Currently, the main prevention and treatment approaches for AR include allergen prevention, medication or immunisation. Surgical treatment can also be conducted if necessary. Medication is one of the most commonly used means to mitigate the symptoms. Clinically the medicinal treatments of AR include corticosteroids, antihistamines, mast cell stabilizer, anticholinergics and nasal decongestant drugs, etc., however, the effect generally lasts for a short time and there are often many side effects (such as sedation, nose bleeds, rebound nasal congestion and septal perforation or the risk of anaphylaxis); The symptoms are highly likely to recur. In addition, these medications have to be taken for prolonged periods, thus also prolonging the side effects experienced by the patients [6,7]. Immunisation can change the natural progress of AR by immunity regulation mechanism, but the treatment cycle is long and expensive [8,9]. There is also the potential risk to trigger serious allergic reaction [10]. Surgery is only applicable for some certain complications and comorbidities of rhinitis. It is also traumatic, costly and not easily accepted by patients [11]. Therefore, it is an essential task to identify an effective treatment for AR with low relapse rate and few side effects. 

Acupuncture and herbal moxibustion are commonly used for treatment of AR in China. Some clinical studies have shown that acupuncture for treating AR can improve its symptoms, reduce the recurrence rate and improve the quality of life [12-14]. It has been shown that acupuncture could decrease serum IgE, IL-4 and IL-5 levels [15].
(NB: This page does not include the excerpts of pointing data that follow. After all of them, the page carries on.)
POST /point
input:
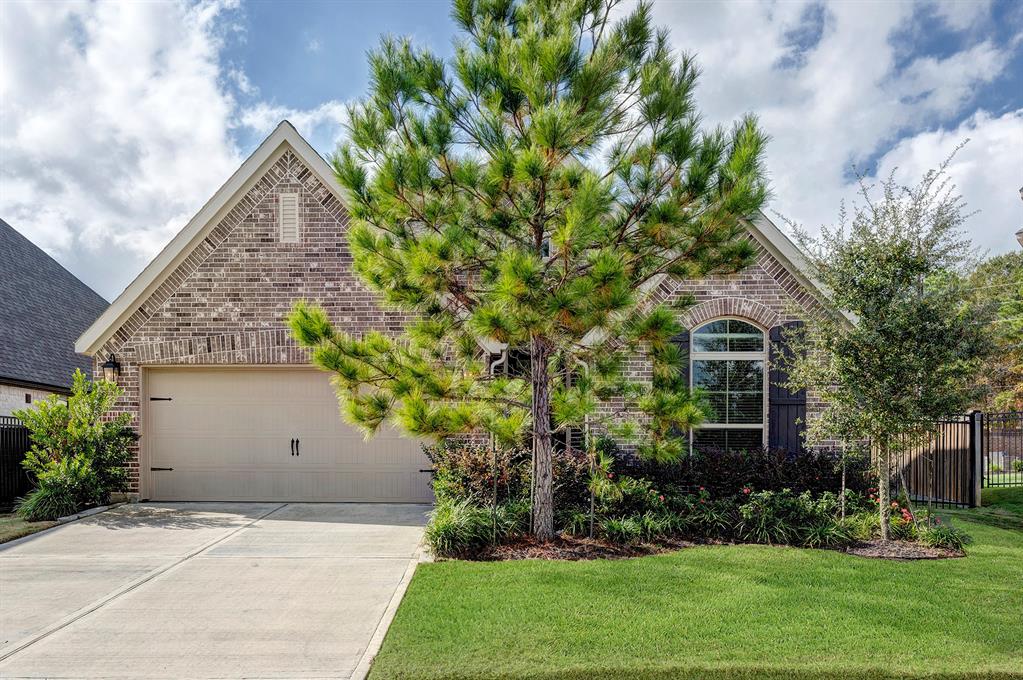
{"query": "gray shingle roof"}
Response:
(43, 309)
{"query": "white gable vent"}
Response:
(288, 218)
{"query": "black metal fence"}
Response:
(14, 442)
(1003, 446)
(942, 469)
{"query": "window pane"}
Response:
(746, 375)
(746, 407)
(718, 410)
(729, 440)
(711, 375)
(745, 336)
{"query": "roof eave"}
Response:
(93, 338)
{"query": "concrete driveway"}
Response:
(207, 590)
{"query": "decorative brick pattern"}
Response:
(226, 303)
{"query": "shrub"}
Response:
(625, 531)
(863, 526)
(944, 536)
(465, 471)
(725, 473)
(77, 458)
(783, 516)
(457, 528)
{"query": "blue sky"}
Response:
(119, 121)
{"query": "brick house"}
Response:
(228, 407)
(44, 309)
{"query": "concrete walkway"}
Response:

Moxibustion generally refers to burning moxa made from dried mugwort on acupoints. But herbal moxibustion here refers to applying the mixture of some specific herbs to paste on acupoints, which is a traditional treatment modality in Traditional Chinese Medicine (TCM). According to the theory of TCM, the basic pathogenesis of ‘BiQiu’ is mainly inadequate functioning of lung ‘Qi’, often companied by the ‘Qi’ insufficiency of spleen and kidney. Therefore, the general treatment principle for ‘BiQiu’ is regulating the function of lung ‘Qi’, unblocking the meridians and replenishing the ‘Qi’ of spleen and kidney. Because herbal moxibustion used herbs with properties of warming Yang and stimulating meridians, the channel of ‘Qi’ flowing inside body, they may exert the treatment effect similar to moxibustion. Such an effect of herbal moxibustion can complement acupuncture, and therefore improve the clinical effectiveness. Studies demonstrated that herbal moxibustion may improve general health, social life and vitality in quality of life [16].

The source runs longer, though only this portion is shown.